At Morehouse I was part of a bustling outdoor community service fair. Despite some of the confusion, the setting was a great segue into talking about Chicago’s public interest offerings. We have 12 clinics including:
- Appellate Advocacy Project
- Criminal and Juvenile Justice Project
- Employment Discrimination Project
- Exoneration Project
- Housing Law Project
- Immigrant Children’s Advocacy Project
- Police Accountability Project
- Poverty and Housing Law Clinic
We also offer significant public service support in the form of funding. For example, we provide partially forgivable loans to 1Ls who want to work in government or the public interest after their first year of law school. Last year we loaned up to $6,000 per student in the program and will be forgiving $3,000 of that amount. As those of you who work in public interest know, those jobs usually don’t pay very much, so every little bit of help with living expenses makes a difference! We also have a generous loan repayment assistance program (HPIP) for alums who choose to go into public service, non-profit, or government work. For the Class of 2012, you can receive up to $10,000 per year from the Law School if you are making less than $60,000 at your public interest job.
At Emory the Pre Law Society had set up a panel of 7 schools to answer questions and discuss different parts of the application process. The event was well attended and I was so pleased with the quality of the students and their questions – not once did I have to answer what our median GPA and LSAT scores were! Even at the LSAC Forum, the questions were more substantive and the steady stream of prospective students kept me on my toes!

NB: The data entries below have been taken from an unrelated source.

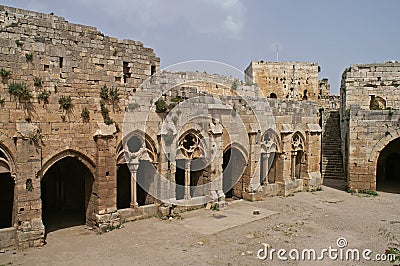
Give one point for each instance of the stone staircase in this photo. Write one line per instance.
(332, 163)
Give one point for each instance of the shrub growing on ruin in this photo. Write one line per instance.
(37, 81)
(29, 57)
(19, 43)
(85, 115)
(114, 95)
(235, 84)
(44, 96)
(20, 91)
(104, 92)
(4, 73)
(161, 106)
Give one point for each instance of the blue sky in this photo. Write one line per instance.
(334, 34)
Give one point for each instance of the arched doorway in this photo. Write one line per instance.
(66, 189)
(298, 156)
(144, 184)
(233, 166)
(388, 168)
(269, 149)
(123, 186)
(6, 192)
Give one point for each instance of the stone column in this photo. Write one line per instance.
(187, 179)
(134, 167)
(265, 167)
(28, 205)
(293, 165)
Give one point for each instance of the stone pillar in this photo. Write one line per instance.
(293, 165)
(102, 209)
(28, 209)
(187, 179)
(133, 167)
(265, 168)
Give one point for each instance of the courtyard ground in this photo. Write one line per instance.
(307, 220)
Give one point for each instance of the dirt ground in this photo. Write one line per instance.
(303, 221)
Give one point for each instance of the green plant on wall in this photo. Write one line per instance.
(19, 43)
(161, 106)
(36, 138)
(65, 102)
(235, 84)
(37, 81)
(169, 137)
(29, 57)
(4, 73)
(85, 115)
(114, 95)
(20, 91)
(105, 113)
(104, 92)
(44, 96)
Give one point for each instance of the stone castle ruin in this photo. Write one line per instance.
(92, 132)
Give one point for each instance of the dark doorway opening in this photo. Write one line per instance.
(66, 189)
(6, 200)
(298, 165)
(123, 186)
(145, 183)
(388, 168)
(180, 179)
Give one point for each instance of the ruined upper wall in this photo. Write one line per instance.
(59, 59)
(285, 80)
(362, 81)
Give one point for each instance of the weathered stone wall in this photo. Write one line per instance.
(324, 87)
(48, 55)
(365, 132)
(361, 81)
(52, 61)
(369, 133)
(287, 80)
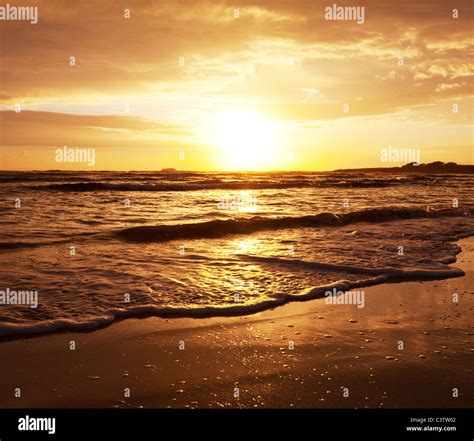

One difference I’ve noticed while on the road is that this year in particular, applicants are very concerned about financial aid and scholarships. Here at Chicago over half the incoming class is typically awarded scholarship funds. Our scholarships are both merit and need based and every applicant who is admitted is automatically considered for aid. To the extent that you wish to have us look at your financial need, we ask that you fill out an online Need Access form. Even for students who don’t receive scholarship aid, you are almost certain to be able to finance law school through loans, both federal and private. Law School is a big investment, but one that is well worth it, and students who graduate from Chicago have fantastic employment prospects. Our alums work all over the country and even internationally and yes, even back in Atlanta!